五反野駅から歩いて約10分、千住新橋の北詰近くで、昔ながらの焼肉の楽しさを今の時代に受け継ぐ焼肉店です。昭和焼肉 かたのは、2024年12月10日にオープンしました。店を率いるのはオーナーの片野秀憲さん。片野さんにとって焼肉は幼い頃から身近な料理で、親族が埼玉県桶川市で営んでいた焼肉店へ家族で通い、高校時代にも仲間たちと七輪を囲んできました。高校卒業後には焼肉店で約3年間修業し、その後も焼肉との縁を深めてきた人物です。店内には赤い卓上のガスロースターや座敷席が設けられ、家族や仲間が同じ網を囲んで肉を焼く、どこか懐かしい焼肉店の風景を大切にしています。店名の「昭和焼肉」にも、片野さん自身が親しんできた焼肉の記憶を残したいという思いが込められています。

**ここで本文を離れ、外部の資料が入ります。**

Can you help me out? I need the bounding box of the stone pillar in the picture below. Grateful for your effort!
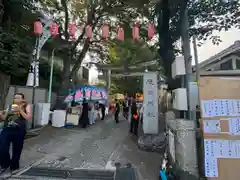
[175,119,199,180]
[106,69,111,93]
[232,57,237,70]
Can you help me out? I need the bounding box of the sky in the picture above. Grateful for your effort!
[191,29,240,64]
[86,29,240,81]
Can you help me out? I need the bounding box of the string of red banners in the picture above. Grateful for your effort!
[34,21,156,41]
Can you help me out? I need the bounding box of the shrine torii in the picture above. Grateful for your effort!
[90,59,165,91]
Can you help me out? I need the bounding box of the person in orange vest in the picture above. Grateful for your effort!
[130,99,139,136]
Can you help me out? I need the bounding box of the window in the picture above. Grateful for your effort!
[220,60,233,70]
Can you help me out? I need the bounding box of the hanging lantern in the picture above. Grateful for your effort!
[148,23,156,40]
[102,24,109,40]
[132,23,139,40]
[117,27,124,41]
[34,21,43,36]
[69,24,76,39]
[50,23,58,36]
[85,25,92,39]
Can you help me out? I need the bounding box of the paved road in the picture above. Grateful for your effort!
[18,118,161,180]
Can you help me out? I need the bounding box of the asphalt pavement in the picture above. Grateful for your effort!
[12,114,162,180]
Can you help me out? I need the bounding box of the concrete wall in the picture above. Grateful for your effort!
[5,86,56,107]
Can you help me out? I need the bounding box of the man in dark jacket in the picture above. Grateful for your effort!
[99,102,106,120]
[115,99,120,123]
[79,100,89,128]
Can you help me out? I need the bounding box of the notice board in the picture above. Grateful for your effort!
[199,76,240,180]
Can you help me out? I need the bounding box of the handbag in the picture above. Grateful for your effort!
[133,114,138,120]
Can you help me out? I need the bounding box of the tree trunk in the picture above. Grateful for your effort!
[0,72,10,110]
[54,51,72,110]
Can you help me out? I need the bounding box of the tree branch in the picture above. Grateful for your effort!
[61,0,69,40]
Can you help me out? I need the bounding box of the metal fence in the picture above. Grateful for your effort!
[165,111,202,180]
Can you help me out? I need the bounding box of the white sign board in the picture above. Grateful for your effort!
[143,72,158,134]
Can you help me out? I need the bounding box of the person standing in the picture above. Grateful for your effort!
[0,93,32,174]
[89,103,95,125]
[115,99,120,123]
[130,100,139,136]
[79,99,89,128]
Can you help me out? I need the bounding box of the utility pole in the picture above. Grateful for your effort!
[193,35,200,82]
[176,4,199,180]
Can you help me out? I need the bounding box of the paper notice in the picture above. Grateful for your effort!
[203,120,221,134]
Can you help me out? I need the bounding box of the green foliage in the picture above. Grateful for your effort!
[107,38,158,94]
[39,59,62,92]
[0,0,61,86]
[155,0,240,88]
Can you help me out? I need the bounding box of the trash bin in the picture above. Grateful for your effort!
[52,110,66,127]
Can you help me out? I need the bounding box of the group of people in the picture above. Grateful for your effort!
[114,98,142,136]
[0,93,32,175]
[79,101,106,128]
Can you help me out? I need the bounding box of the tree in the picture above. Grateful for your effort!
[107,37,159,95]
[38,0,153,107]
[155,0,240,88]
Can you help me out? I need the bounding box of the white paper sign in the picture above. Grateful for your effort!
[143,72,158,134]
[203,120,221,134]
[201,99,240,117]
[204,139,240,177]
[228,118,240,136]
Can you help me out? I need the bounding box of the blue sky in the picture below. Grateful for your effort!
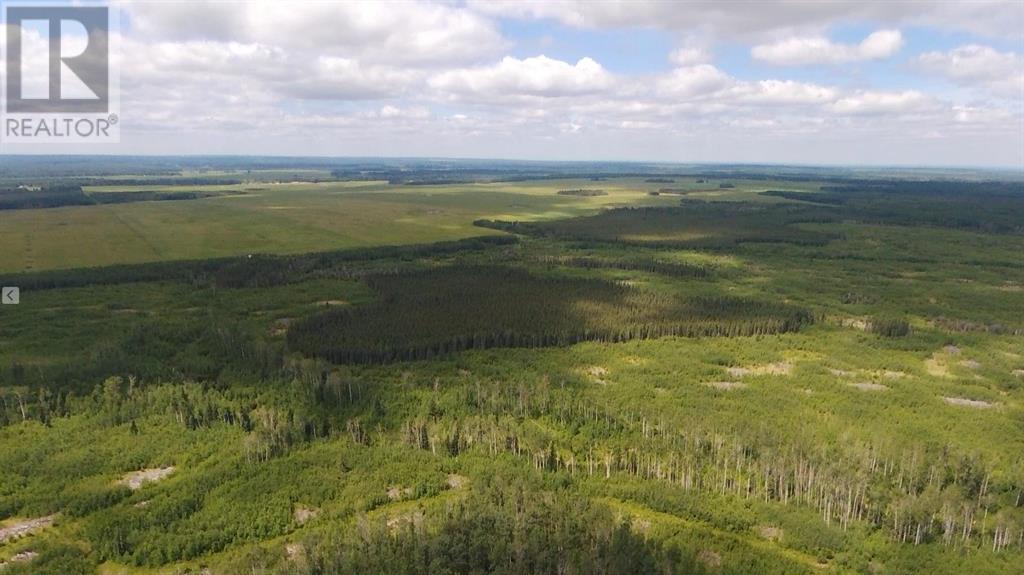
[4,0,1024,167]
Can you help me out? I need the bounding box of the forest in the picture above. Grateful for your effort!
[0,163,1024,575]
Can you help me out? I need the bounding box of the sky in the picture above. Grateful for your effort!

この店を語るうえで欠かせないのが、京成立石の焼肉店「幸泉」とのつながりです。片野さんと「幸泉」の店主・安龍秀さんは小学生の頃からの友人で、高校時代には同じラグビー部で汗を流した仲です。開店準備の際には「幸泉」で仕込みを学び、センマイ刺しの下処理や赤身角切など、その技を受け継ぎました。肉の仕入れも「幸泉」や「ここち」と同じ原田畜産。とはいえ味をそのまま写すのではなく、「白いご飯がおいしく食べられること」を軸に、かたのらしい濃いめの味へ整えています。肉ごとに味付けを変えるのも特徴で、脂の甘みが豊かな上ロース上カルビには生姜をやや強めに、赤身の味が前に出るハラミやサガリにはニンニクと胡椒を利かせています。その日の肉の状態も見ながら細かく調整するため、ご飯と肉を交互に頬張りたくなる焼肉に仕上がります。

人気のひと品として注目したいのが上ロースです。黒毛和牛のリブ芯を使い、薄めに切った肉へ濃厚なタレをまとわせています。ロースターで香ばしく焼き、つけダレをくぐらせてご飯と合わせるという、まさに「昭和焼肉」の楽しみ方が似合います。輸入牛のサガリを使ったハラミも片野さんにとって思い出深い肉で、高校時代に仲間たちと食べた焼肉の記憶につながるメニューです。さらにユッケ焼きは、味付けした肉を客自身がロースターで炙って仕上げる品。こちらも白いご飯との相性を意識した味になっています。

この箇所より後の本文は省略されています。